BERLIN -- German carmakers found themselves at the receiving end of renewed attacks by President Donald Trump, who reportedly chided them for selling too many vehicles in the U.S., contributing to a lopsided German trade surplus that's hurting the U.S. economy.
"The Germans are bad, very bad," Trump told EU officials in a closed-door meeting, Der Spiegel reported, citing unidentified attendees. "Look at the millions of cars that they sell in the U.S. Terrible. We're going to stop that."
Trump's top economic adviser acknowledged that the president said Germany is "very bad" when it comes to flooding the U.S. with cars, but insisted it wasn't a dig at one of the U.S.'s most-important allies.
"He said, 'They're very bad on trade,' but he doesn't have a problem with Germany," Gary Cohn, director of the National Economic Council, said. "He said his dad is from Germany. He said, 'I don't have a problem with Germany, I have a problem with German trade'."
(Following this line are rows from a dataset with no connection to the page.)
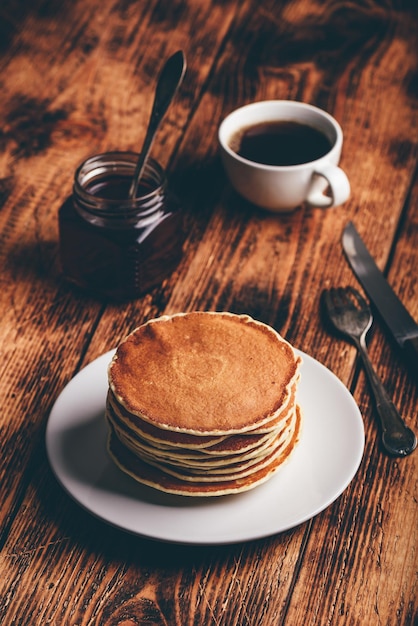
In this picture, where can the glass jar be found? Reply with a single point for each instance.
(114, 246)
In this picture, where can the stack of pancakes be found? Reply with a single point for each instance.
(203, 403)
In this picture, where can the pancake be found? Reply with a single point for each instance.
(151, 476)
(203, 403)
(204, 373)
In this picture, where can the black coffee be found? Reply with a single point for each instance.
(280, 143)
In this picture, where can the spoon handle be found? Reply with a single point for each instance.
(167, 85)
(397, 438)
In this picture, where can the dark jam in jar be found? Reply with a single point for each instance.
(114, 246)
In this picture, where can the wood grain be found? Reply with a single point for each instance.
(77, 78)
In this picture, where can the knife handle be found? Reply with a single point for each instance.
(411, 350)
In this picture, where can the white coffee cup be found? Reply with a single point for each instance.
(283, 188)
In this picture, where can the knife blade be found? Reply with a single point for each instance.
(400, 323)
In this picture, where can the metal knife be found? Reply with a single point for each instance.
(400, 323)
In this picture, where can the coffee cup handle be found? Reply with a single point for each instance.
(331, 179)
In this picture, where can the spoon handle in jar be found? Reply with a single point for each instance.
(167, 85)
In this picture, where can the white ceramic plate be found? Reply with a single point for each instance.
(319, 470)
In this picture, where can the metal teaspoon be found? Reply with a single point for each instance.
(168, 82)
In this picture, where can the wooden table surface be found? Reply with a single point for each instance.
(77, 78)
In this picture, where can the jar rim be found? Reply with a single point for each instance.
(107, 164)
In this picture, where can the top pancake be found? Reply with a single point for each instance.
(204, 373)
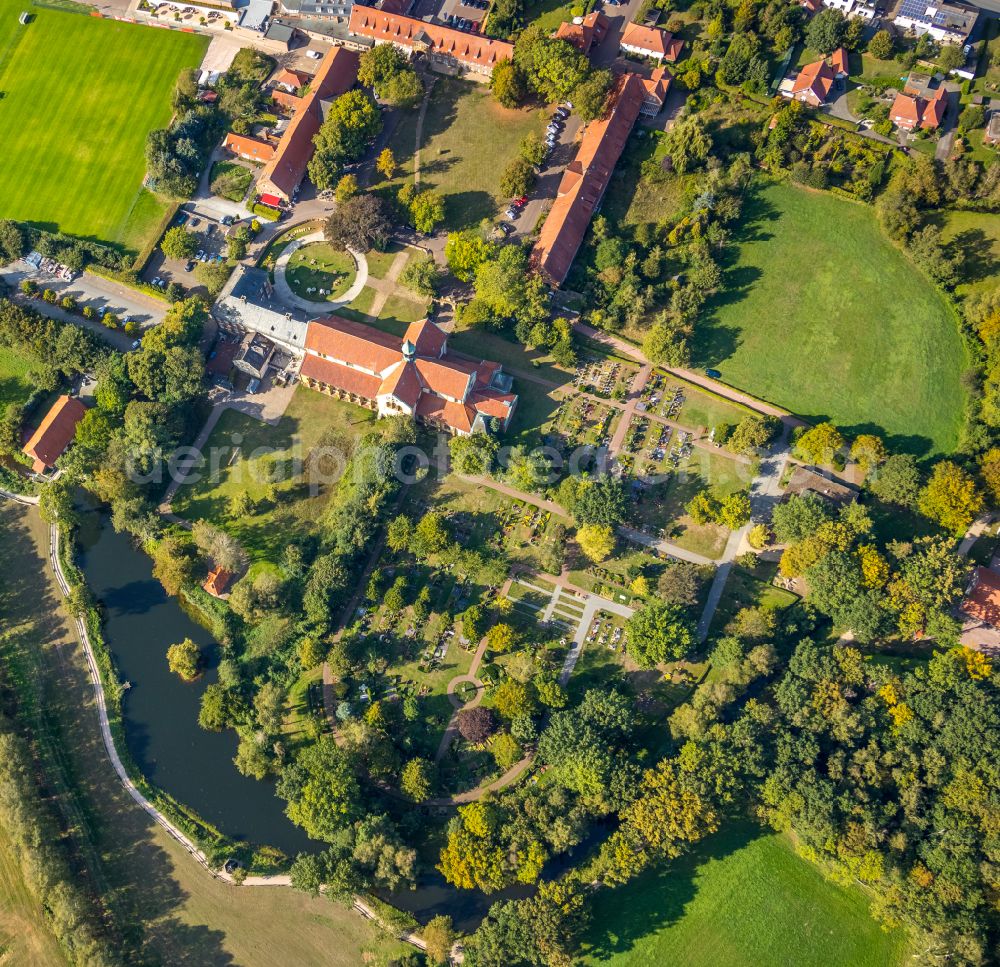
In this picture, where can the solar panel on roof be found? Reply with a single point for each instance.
(914, 9)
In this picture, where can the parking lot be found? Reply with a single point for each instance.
(563, 149)
(211, 234)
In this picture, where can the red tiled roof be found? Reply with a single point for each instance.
(933, 113)
(353, 342)
(816, 79)
(290, 102)
(410, 32)
(54, 433)
(652, 39)
(585, 34)
(217, 581)
(456, 415)
(492, 404)
(658, 84)
(444, 389)
(340, 377)
(905, 109)
(246, 147)
(403, 383)
(290, 78)
(586, 178)
(429, 338)
(983, 600)
(443, 378)
(337, 74)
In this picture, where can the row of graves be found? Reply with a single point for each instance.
(661, 397)
(581, 421)
(607, 630)
(604, 377)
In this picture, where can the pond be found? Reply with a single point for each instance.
(196, 767)
(160, 711)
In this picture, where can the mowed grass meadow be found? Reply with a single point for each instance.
(821, 314)
(80, 94)
(743, 897)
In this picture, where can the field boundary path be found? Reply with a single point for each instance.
(358, 904)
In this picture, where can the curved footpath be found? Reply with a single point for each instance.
(130, 787)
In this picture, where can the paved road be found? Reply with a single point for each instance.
(765, 492)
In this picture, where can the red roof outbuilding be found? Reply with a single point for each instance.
(586, 178)
(55, 433)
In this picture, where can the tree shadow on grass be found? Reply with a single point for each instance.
(659, 898)
(466, 209)
(715, 342)
(972, 249)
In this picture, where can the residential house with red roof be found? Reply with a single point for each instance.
(584, 32)
(283, 174)
(813, 84)
(982, 601)
(909, 112)
(446, 49)
(586, 178)
(651, 42)
(290, 80)
(217, 582)
(249, 149)
(414, 376)
(55, 433)
(656, 87)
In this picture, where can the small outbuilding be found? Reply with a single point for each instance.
(55, 433)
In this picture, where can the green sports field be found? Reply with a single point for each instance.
(821, 314)
(743, 897)
(79, 96)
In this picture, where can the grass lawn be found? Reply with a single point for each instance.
(170, 910)
(468, 139)
(15, 381)
(24, 935)
(745, 590)
(318, 266)
(822, 315)
(661, 507)
(379, 263)
(311, 420)
(80, 96)
(742, 897)
(231, 167)
(976, 238)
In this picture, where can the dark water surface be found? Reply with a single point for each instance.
(161, 711)
(193, 766)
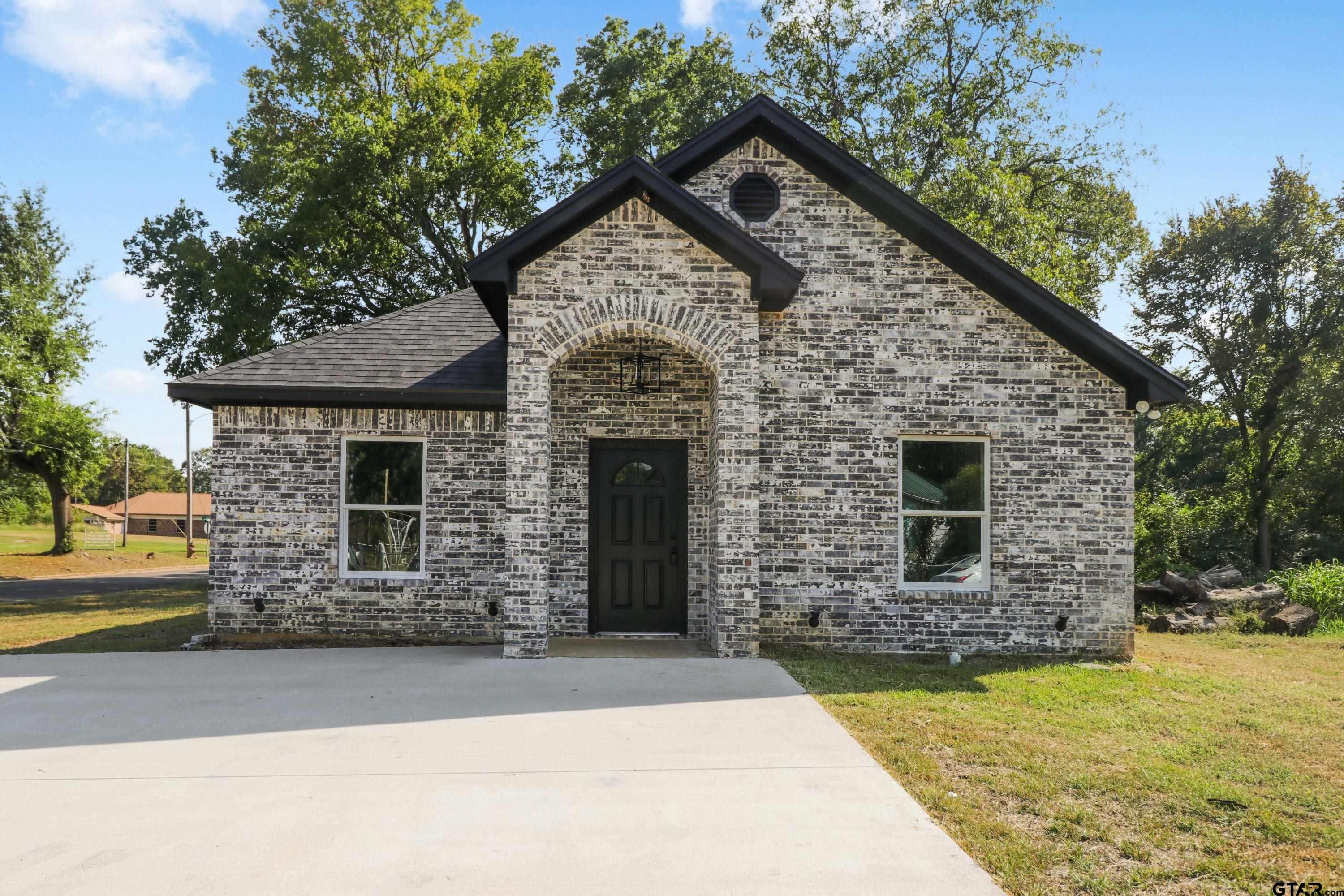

Trump has repeatedly criticized Germany's high trade surplus with the U.S. In a Bild newspaper interview in January, he threatened BMW with a 35 percent import duty for foreign-built cars sold in the country.
"If you go down Fifth Avenue everyone has a Mercedes-Benz in front of his house," he told Bild, while lamenting the lack of Chevrolets in Germany. General Motors has withdrawn the brand from Europe for some years.
German carmakers such as Daimler, Volkswagen Group and BMW have responded to the attacks with a mix of defiance and mollification. BMW CEO Harald Krueger, one of a small group of business leaders to accompany German Chancellor Angela Merkel on her first trip to visit Trump at the White House, has defended the importance of free trade and noted that BMW's biggest plant worldwide is in Spartanburg, South Carolina -- making the manufacturer the biggest exporter on a net basis from the U.S.
Representatives at Volkswagen and Daimler declined to comment on the remarks reported by Der Spiegel. A BMW spokesman wasn't immediately available.
The German trade surplus rose to a record 253 billion euros ($284 billion) last year, and the U.S. trade deficit widened in January to the most since March 2012.
In addition to drawing Trump's ire, the German imbalance has sparked criticism by European Union leaders including French President Emmanuel Macron.
Merkel hit back later on Friday, saying that she had made clear to Trump that the German trade surplus with the U.S. "is a result of the good quality of our products."
"To single out one country for attack is, I think, not so appropriate," she told reporters. "We agreed with the U.S. that we'll go over the details of the trade question intensively once more."
"Germany's position on the issue of trade balances and surpluses is well known," German government spokesman Georg Streiter told reporters in Berlin. "A surplus is neither good nor evil. It's the result of supply and demand."